Social media for arthritis-related comparative effectiveness and safety research and the impact of direct-to-consumer advertising

A healthcare social media research article published in Arthritis Research and Therapy, March 7, 2017

Title
Social media for arthritis-related comparative effectiveness and safety research and the impact of direct-to-consumer advertising
Authors (alpha)
James Willig, Jeffrey R. Curtis, Joseph Coe, Kaitlin Ou2019Hara, Lang Chen, Monika Safford, Phillip Higginbotham, Roee Sau2019adon, Ronit Gal-Levy, W. Benjamin Nowell
Published
March 7, 2017
Journal
Arthritis Research and Therapy
Impact Factor
3.979
DOI
10.1186/s13075-017-1251-y
Pubmed
28270190
Altmetric
A healthcare social media research article published in Arthritis Research and Therapy, March 7, 2017

Abstract

Social media may complement traditional data sources to answer comparative effectiveness/safety questions after medication licensure. The Treato platform was used to analyze all publicly available social media data including Facebook, blogs, and discussion boards for posts mentioning inflammatory arthritis (e.g. rheumatoid, psoriatic). Safety events were self-reported by patients and mapped to medical ontologies, resolving synonyms. Disease and symptom-related treatment indications were manually redacted. The units of analysis were unique terms in posts. Pre-specified conditions (e.g. herpes zoster (HZ)) were selected based upon safety signals from clinical trials and reported as pairwise odds ratios (ORs); drugs were compared with Fisher's exact test. Empirically identified events were analyzed using disproportionality analysis and reported as relative reporting ratios (RRRs). The accuracy of a natural language processing (NLP) classifier to identify cases of shingles associated with arthritis medications was assessed. As of October 2015, there were 785,656 arthritis-related posts. Posts were predominantly US posts (75%) from patient authors (87%) under 40 years of age (61%). For HZ posts (n = 1815), ORs were significantly increased with tofacitinib versus other rheumatoid arthritis therapies. ORs for mentions of perforated bowel (n = 13) were higher with tocilizumab versus other therapies. RRRs associated with tofacitinib were highest in conditions related to baldness and hair regrowth, infections and cancer.
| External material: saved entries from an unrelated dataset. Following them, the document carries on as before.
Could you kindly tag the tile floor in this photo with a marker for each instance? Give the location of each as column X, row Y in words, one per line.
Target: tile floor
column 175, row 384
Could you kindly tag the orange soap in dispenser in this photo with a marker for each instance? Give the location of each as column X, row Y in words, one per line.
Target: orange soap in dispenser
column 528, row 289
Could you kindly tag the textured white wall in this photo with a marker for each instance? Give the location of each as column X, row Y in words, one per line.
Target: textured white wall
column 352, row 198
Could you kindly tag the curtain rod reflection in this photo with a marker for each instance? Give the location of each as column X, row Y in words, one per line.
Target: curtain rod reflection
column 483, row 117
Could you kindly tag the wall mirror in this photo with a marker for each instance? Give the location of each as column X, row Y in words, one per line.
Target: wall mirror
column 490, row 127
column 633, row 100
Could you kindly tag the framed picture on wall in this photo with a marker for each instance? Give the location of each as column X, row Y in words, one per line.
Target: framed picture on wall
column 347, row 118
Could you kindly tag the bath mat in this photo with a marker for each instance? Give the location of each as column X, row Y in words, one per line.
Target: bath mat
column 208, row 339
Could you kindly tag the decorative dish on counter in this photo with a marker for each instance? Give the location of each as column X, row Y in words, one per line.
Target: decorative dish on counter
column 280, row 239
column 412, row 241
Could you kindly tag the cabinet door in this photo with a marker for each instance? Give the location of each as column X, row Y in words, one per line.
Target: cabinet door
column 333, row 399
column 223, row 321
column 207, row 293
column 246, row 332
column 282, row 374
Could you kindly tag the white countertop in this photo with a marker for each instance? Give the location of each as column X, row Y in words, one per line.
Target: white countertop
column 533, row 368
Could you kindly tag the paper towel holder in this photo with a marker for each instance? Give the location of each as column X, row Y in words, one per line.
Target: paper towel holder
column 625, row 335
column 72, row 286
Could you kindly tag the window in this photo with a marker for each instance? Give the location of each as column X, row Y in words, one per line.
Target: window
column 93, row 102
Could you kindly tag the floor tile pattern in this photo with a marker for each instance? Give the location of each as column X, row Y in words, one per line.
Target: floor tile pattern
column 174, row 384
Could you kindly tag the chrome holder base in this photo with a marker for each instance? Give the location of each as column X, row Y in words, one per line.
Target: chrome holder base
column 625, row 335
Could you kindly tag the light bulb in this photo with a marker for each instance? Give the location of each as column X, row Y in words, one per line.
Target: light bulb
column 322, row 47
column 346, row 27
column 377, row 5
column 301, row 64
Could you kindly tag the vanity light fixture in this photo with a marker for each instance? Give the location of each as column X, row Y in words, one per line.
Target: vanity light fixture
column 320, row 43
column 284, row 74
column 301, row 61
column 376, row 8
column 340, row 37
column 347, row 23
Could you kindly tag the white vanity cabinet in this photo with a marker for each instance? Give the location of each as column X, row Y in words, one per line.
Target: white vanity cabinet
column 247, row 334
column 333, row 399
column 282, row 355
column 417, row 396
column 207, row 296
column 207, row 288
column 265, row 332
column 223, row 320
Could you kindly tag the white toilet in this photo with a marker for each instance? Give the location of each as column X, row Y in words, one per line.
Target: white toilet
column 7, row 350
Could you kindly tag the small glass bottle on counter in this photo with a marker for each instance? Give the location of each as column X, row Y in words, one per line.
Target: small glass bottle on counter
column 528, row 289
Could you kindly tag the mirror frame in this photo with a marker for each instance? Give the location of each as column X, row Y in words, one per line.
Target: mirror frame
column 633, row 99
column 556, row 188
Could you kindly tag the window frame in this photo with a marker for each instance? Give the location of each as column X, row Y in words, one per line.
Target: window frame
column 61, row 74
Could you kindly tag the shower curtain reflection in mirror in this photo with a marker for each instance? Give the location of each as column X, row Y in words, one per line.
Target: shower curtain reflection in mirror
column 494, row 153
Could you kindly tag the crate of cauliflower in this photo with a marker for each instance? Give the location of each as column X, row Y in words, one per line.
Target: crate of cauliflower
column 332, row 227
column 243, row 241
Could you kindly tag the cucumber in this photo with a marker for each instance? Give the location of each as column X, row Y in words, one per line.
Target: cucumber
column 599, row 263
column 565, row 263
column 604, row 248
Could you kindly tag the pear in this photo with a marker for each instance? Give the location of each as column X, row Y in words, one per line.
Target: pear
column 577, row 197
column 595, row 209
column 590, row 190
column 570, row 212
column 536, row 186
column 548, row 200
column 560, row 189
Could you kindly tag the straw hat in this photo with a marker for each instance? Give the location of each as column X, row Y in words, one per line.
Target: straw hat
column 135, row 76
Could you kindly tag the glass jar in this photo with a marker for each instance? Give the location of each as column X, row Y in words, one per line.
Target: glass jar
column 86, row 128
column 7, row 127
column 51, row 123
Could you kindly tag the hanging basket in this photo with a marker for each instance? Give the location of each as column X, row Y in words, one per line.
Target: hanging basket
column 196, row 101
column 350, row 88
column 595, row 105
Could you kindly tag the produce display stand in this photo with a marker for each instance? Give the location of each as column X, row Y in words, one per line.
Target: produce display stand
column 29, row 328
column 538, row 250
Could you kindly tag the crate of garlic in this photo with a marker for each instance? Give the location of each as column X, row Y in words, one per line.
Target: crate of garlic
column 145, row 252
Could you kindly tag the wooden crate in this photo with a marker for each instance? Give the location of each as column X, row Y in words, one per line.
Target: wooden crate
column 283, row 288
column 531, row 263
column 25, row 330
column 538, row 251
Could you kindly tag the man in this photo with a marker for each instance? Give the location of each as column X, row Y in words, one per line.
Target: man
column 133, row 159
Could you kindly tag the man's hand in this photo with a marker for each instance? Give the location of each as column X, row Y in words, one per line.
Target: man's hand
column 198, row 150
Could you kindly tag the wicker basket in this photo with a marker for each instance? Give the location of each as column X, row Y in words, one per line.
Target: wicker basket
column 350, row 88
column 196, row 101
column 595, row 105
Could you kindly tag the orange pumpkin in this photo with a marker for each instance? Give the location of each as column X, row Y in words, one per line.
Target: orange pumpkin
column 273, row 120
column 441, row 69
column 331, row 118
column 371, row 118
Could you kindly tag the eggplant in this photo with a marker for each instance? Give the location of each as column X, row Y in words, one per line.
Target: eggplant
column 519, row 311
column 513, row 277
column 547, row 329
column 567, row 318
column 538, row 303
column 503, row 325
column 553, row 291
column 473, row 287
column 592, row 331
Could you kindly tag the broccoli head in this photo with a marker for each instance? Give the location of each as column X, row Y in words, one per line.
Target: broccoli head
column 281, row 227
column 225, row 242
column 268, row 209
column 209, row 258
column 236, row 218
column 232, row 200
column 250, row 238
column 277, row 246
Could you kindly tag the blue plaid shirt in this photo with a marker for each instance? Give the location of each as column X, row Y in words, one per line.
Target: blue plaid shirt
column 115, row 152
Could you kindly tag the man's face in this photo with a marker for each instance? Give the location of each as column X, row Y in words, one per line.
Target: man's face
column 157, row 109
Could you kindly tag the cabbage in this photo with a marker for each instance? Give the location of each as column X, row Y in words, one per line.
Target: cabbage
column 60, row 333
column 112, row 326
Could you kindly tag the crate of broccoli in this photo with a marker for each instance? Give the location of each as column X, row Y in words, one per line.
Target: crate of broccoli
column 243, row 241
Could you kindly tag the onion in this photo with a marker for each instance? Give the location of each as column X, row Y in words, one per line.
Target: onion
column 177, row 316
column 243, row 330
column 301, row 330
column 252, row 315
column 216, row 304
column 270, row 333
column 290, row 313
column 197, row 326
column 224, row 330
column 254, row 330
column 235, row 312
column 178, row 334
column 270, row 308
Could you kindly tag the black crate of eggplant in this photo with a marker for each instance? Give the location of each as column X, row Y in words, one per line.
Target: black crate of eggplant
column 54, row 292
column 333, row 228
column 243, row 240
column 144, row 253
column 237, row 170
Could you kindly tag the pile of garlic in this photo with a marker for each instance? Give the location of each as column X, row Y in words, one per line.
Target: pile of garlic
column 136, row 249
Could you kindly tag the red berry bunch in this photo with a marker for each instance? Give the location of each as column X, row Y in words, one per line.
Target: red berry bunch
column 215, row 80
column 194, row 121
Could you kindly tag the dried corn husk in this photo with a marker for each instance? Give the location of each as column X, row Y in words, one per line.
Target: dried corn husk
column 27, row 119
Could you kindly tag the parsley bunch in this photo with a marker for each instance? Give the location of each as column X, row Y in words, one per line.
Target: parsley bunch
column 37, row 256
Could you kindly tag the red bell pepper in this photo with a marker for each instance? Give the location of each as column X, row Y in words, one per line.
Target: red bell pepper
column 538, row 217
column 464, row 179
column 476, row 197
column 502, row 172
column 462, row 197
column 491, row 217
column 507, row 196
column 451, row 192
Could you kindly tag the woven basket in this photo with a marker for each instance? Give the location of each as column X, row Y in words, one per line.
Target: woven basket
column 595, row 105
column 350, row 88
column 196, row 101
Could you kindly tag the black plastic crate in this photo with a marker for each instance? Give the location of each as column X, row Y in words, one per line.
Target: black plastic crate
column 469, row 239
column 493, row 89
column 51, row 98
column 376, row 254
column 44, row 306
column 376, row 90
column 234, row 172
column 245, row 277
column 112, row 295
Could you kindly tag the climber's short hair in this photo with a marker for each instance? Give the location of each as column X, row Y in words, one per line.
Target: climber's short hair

The NLP classifier had a positive predictive value of 91% to identify HZ. There was a threefold increase in posts following television direct-to-consumer advertisement (p = 0.04); posts expressing medication safety concerns were significantly more frequent than favorable posts. Social media is a challenging yet promising data source that may complement traditional approaches for comparative effectiveness research for new medications.